There are other problems with the film, notably the script, but I just didn’t buy Hamm playing a labor negotiator cum spy in Beirut. He’s playing true to form, as a middle-aged, unhappy alcoholic.It worked in Mad Men perhaps, because that TV show took place in the U.S. in the 1960s advertising world, filled with stick men playing sophisticates.
This time, though, he’s playing a true sophisticate shattered by his wife’s violent death in 1972 Lebanon, and an alcoholic ten years later with nothing to look forward to.
The movie begins with a scene of Hamm playing host to a party in Lebanon attended by his wife,the U.S. ambassador, and assorted CIA men. It’s immediately apparent that Hamm is simply mouthing platitudes in what becomes a draining and cliche-ridden script.
At the party, a 13-year-old Middle Eastern boy that Hamm and his wife are trying to adopt is serving canapes. Hamm is summoned away and soon learns that the 13-year-old is the brother of a terrorist who made his name at the Munich Olympics. Violence ensues, and the boy is kidnapped while Hamm’s wife is killed.
Ten years later, Hamm is summoned back to Lebanon to work as a negotiator. He doesn’t learn the details of his mission until he arrives there. Enter Rosamund Pike, a vision in dowdy 1980s clothing. She is a “skirt” whose purpose is to keep Hamm under control.

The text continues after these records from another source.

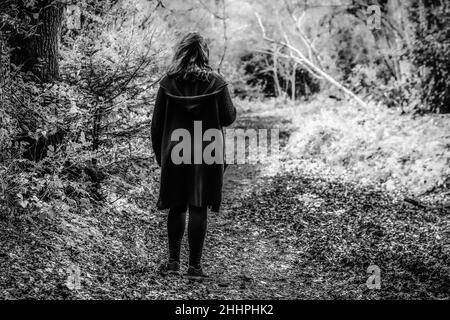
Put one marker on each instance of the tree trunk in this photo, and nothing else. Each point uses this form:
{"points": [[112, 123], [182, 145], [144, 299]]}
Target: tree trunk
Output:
{"points": [[39, 53], [294, 68], [275, 72]]}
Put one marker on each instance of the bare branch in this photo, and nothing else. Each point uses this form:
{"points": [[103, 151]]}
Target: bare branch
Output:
{"points": [[302, 59]]}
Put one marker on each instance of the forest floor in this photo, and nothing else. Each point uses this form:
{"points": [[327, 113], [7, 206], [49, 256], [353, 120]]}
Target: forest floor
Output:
{"points": [[285, 232]]}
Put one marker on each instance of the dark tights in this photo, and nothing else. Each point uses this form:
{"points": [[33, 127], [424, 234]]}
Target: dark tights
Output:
{"points": [[196, 232]]}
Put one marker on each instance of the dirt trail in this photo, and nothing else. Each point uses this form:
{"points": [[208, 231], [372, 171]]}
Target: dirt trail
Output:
{"points": [[290, 234]]}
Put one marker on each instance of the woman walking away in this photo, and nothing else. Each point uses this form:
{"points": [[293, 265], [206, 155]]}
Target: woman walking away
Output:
{"points": [[191, 99]]}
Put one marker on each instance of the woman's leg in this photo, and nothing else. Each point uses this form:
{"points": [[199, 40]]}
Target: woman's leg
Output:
{"points": [[196, 234], [176, 222]]}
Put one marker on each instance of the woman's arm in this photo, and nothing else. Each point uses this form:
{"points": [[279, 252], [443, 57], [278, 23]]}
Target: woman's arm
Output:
{"points": [[227, 111], [158, 124]]}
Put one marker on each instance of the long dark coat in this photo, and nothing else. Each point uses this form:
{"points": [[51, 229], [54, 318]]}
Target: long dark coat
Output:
{"points": [[178, 104]]}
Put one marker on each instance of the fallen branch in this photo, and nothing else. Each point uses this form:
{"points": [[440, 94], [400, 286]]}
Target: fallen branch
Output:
{"points": [[304, 60]]}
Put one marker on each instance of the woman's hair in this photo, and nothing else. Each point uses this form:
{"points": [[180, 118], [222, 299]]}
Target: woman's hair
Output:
{"points": [[191, 59]]}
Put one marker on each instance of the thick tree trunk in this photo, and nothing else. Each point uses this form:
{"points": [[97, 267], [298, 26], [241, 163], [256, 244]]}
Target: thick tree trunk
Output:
{"points": [[39, 53]]}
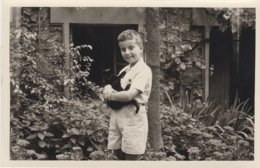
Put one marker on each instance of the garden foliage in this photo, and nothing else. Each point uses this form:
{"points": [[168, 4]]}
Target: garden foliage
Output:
{"points": [[45, 125]]}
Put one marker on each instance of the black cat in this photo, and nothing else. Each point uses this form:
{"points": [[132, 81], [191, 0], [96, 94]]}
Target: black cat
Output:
{"points": [[114, 81]]}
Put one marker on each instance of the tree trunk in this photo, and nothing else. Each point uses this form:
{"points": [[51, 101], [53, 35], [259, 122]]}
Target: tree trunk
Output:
{"points": [[152, 55]]}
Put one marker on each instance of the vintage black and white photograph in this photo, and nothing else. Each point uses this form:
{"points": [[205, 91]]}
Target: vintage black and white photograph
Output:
{"points": [[132, 83]]}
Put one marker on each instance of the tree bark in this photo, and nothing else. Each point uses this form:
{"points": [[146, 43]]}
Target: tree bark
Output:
{"points": [[152, 55]]}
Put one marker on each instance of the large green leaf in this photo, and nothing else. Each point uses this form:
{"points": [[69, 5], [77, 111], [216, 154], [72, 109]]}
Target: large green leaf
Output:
{"points": [[40, 135], [32, 136], [42, 144]]}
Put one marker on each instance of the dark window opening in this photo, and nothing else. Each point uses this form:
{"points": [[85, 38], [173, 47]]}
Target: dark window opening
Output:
{"points": [[232, 74]]}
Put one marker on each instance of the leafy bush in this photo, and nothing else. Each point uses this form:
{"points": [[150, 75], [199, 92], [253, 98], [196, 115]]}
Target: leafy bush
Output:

It turns out that Hamm is in Beirut to help his friend from the long ago party escape from kidnappers. The rest of the film is pretty predictable. Of course the 13-year-old has grown up to become a terrorist, and of course he has mixed feelings about Hamm’s character. He demands that his brother, of Munich fame, be exchanged for Hamm’s friend.
A significant portion of the film is taken up with finding the lost brother, who ends up being in the custody of the PLO.
About the only bright spot in the movie is Shea Whigham, who plays a baddie in the CIA. He of course, is outed in the end, and it all comes to a satisfactory conclusion, with Rosamund Pike going against her colleagues and saving the day. Very convenient, but the whole movie experience was a drag, one I wanted to walk out on.